Но прыгать на ходу ему не пришлось. Поезд замедлил ход и остановился у самого вокзала со знакомой вывеской «Кривов». Судя по лязганью и толчкам, Ремизов понял, что отцепили тепловоз. Часа два состав стоял неподвижно, затем снова последовали грохочущие звуки, и эшелон медленно пополз назад. Приникнув к окну, Ремизов увидел, как появились знакомые улицы города, и понял, что порожняк гонят прямо в завод. Это было плохо, очень плохо!
Военный завод охраняла как раз его воинская часть, и о не раз видел, как военизированная охрана производит осмотр вагонов. Обычно это были несколько мужиков и женщин в одинаковых синих рубашках или шинелях, в зависимости от времени года, с непременной кобурой на боку, в которой чаще всего находился револьвер системы «наган» еще революционных времен. И как назло, стоял полдень и, появись он сейчас из верхнего люка, горожане могли бы наблюдать редкое зрелище. Здоровенный жлоб, в поношенной фуфайке и в рваных штанах, грязный, заросший недельной щетиной, выпрыгивает на ходу из поезда в самом центре города.
Оставалось только одно. Ремизов забрался в свое заранее приготовленное убежище и начал лихорадочно закидывать себя небольшими, квадратными ящиками. Вскоре вагон остановился, немного погодя тронулся снова, а затем встал окончательно. Ожидание показалось бесконечным. Сколько времени прошло, он не знал. С того момента, как он сбежал, время перестало для него измеряться в каких-либо единицах. Все это было одним большим куском бесконечности.
Наконец Ремизов услышал отдаленные голоса и приглушенный лязг металла. Вскоре пришел черед и его вагона. Звякнул засов, и дверь с шумом отъехала в сторону.
– Вчера взяла судака на килограмм за пятьсот рублей, – сказал близкий женский голос.
– Что так дешево? – удивился в ответ другой голос, уже мужской.
– Да приехали какие-то с Урала, у них целый рефрижератор рыбы, вот они и сбили цену нашим браконьерам.
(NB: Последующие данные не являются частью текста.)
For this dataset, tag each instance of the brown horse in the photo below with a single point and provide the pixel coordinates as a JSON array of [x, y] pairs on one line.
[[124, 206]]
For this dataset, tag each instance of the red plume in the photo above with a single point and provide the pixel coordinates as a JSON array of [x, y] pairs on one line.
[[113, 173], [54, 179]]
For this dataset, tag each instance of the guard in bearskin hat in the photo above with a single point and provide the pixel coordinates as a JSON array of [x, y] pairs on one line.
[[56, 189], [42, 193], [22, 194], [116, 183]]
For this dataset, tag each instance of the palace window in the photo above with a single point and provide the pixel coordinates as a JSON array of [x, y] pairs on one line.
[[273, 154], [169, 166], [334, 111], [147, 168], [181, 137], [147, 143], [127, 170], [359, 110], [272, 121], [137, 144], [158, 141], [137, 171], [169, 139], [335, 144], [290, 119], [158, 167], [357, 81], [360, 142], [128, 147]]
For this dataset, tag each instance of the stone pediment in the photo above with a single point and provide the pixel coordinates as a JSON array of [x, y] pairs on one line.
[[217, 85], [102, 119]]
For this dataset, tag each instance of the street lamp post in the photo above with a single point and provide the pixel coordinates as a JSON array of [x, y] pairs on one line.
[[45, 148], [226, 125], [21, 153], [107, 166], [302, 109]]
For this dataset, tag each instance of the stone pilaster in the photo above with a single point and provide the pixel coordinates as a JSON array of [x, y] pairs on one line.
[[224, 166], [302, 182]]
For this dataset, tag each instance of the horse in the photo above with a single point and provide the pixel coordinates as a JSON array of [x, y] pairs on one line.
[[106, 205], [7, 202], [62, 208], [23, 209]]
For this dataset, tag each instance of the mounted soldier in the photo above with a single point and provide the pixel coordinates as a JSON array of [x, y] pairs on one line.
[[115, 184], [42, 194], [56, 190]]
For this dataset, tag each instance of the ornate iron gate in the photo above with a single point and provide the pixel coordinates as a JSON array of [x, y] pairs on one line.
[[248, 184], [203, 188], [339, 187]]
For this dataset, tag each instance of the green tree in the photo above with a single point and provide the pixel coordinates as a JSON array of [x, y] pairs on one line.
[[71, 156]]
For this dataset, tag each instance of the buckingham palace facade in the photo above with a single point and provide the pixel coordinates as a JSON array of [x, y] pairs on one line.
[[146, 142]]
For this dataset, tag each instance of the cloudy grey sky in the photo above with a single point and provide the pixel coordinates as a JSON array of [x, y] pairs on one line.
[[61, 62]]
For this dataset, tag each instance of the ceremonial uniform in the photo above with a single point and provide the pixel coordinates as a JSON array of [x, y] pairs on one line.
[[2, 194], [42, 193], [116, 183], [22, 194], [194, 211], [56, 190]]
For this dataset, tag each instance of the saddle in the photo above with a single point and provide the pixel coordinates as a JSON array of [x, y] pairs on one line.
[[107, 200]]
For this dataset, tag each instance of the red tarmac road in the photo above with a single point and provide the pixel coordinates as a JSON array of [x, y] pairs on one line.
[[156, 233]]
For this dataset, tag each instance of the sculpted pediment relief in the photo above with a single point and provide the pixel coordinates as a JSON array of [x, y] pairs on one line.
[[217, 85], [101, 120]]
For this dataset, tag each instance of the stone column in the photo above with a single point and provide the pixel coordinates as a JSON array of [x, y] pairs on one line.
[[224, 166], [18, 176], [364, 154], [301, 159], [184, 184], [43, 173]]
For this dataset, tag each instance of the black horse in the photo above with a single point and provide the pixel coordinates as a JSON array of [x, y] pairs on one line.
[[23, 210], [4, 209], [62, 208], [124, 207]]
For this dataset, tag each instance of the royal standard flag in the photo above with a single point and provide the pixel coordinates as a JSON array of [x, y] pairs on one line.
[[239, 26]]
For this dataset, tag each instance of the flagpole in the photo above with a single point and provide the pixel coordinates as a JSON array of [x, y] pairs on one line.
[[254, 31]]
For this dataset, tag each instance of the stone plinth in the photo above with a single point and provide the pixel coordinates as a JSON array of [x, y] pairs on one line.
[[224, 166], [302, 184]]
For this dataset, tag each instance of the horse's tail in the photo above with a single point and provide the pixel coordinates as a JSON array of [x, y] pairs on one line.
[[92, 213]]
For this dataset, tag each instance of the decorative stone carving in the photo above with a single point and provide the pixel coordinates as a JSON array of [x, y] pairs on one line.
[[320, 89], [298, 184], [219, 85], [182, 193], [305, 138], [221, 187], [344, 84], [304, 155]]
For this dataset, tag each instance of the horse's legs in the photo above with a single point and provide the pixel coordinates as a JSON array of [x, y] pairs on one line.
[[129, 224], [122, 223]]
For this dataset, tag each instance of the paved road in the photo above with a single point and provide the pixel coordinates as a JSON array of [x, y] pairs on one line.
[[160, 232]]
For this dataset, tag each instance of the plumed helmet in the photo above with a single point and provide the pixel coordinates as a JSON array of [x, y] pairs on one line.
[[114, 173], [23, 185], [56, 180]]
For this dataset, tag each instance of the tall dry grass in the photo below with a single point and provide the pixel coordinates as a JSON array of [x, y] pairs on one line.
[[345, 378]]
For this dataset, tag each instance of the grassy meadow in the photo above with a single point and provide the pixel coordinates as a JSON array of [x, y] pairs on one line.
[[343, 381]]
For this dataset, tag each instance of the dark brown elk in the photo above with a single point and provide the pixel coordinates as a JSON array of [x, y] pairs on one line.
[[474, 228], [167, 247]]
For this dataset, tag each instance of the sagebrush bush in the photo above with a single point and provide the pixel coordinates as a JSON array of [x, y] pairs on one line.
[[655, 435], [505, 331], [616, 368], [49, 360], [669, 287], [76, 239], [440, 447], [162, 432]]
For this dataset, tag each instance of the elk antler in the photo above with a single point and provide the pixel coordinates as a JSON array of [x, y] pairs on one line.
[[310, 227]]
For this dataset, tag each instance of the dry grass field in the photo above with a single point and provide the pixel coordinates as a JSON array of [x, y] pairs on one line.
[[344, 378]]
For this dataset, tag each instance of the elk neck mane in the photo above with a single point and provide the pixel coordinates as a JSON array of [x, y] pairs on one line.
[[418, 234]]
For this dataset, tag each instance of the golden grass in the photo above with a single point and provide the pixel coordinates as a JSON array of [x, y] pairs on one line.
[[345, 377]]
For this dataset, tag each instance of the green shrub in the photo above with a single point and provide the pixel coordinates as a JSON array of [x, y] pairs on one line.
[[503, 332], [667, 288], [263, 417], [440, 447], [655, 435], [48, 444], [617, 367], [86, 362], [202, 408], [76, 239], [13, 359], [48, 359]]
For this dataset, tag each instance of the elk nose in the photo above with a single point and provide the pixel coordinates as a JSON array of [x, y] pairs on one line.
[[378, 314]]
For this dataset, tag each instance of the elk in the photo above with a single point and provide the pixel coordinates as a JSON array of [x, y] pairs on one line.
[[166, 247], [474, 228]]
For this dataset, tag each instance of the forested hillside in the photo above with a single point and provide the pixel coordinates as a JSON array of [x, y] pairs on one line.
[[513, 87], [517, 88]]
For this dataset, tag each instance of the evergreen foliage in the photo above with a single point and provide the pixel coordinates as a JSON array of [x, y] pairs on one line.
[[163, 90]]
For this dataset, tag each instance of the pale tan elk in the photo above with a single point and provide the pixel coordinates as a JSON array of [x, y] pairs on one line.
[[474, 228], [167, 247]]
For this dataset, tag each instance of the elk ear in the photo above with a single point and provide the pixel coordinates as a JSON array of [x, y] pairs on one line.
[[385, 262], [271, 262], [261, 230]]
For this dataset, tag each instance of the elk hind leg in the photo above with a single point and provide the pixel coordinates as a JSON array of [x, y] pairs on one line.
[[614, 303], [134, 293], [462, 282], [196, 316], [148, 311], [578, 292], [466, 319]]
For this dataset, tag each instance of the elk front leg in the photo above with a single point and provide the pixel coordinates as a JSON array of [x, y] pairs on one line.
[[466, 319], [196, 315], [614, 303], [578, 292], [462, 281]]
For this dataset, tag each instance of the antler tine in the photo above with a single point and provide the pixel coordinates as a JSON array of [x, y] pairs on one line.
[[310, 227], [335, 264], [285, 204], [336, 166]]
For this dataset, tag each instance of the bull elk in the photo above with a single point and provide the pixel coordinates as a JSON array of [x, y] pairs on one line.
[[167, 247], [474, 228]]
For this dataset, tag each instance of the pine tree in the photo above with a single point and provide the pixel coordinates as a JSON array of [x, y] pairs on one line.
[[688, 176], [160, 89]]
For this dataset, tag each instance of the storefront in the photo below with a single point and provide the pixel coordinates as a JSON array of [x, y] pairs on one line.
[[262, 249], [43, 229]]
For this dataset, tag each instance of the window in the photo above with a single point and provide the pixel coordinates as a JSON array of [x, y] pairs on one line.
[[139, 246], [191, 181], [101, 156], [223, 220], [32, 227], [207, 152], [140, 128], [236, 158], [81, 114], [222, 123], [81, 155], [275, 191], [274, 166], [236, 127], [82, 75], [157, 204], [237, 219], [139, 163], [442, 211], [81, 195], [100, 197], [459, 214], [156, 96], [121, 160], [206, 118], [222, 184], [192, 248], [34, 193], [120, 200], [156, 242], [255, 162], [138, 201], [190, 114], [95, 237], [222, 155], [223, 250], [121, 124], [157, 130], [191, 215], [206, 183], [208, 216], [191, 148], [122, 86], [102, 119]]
– Лезь, Машка, этот вагон проверим, да пойдем на обед, – скомандовал мужик.
– Чего это я опять?! – возмутилась в ответ женщина. – Ты вон только два вагона проверил, все остальные – я да Наташка.
– А ты у нас самая молодая, мне вообще уже тяжело, стар я стал.
– Стар?! – насмешливо спросил звонкий девичий голос. – А кто мне предлагал этим летом на дачу с ним пройтись, порезвиться? А?!
– Ну, вспомнила! Ведь пошутил я!
– Знаем мы эти ваши шуточки под одеялом!
– Лезь-лезь, не сачкуй! – уже сердито закричал мужик под дружный смех обеих женщин. После этого молодуха, по-мужски ругнувшись, все-таки взялась за поручень лестницы, но тут до слуха Алексея донесся далекий, но пронзительный женский голос: – Глеб! Глеба! Деньги в контору привезли, немного, человек на двадцать только хватит!
– Машка, быстро дуй в контору очередь занимай! – скомандовал мужик и, судя по донесшемуся до ушей лейтенанта звуку, сочно шлепнул молодку по заднице. Девушка даже взвизгнула, не то от этой его мужской «ласки», не то от предвкушения долгожданной зарплаты.
Между тем мужик с кряхтеньем забрался в вагон, повозился у входа, но штурмовать баррикаду ящиков не стал, а спустился вниз, и вскоре загремевшая дверь перекрыла скудный осенний свет, погрузив вагон почти в полную темноту.
Ремизов облегченно перевел дух. Сердце у него билось, словно он пробежал несколько километров, а лицо заливал липкий пот. К вечеру состав отогнали в глубь завода, и, глубокой ночью Алексей смог, наконец, покинуть свой «плацкартный» вагон.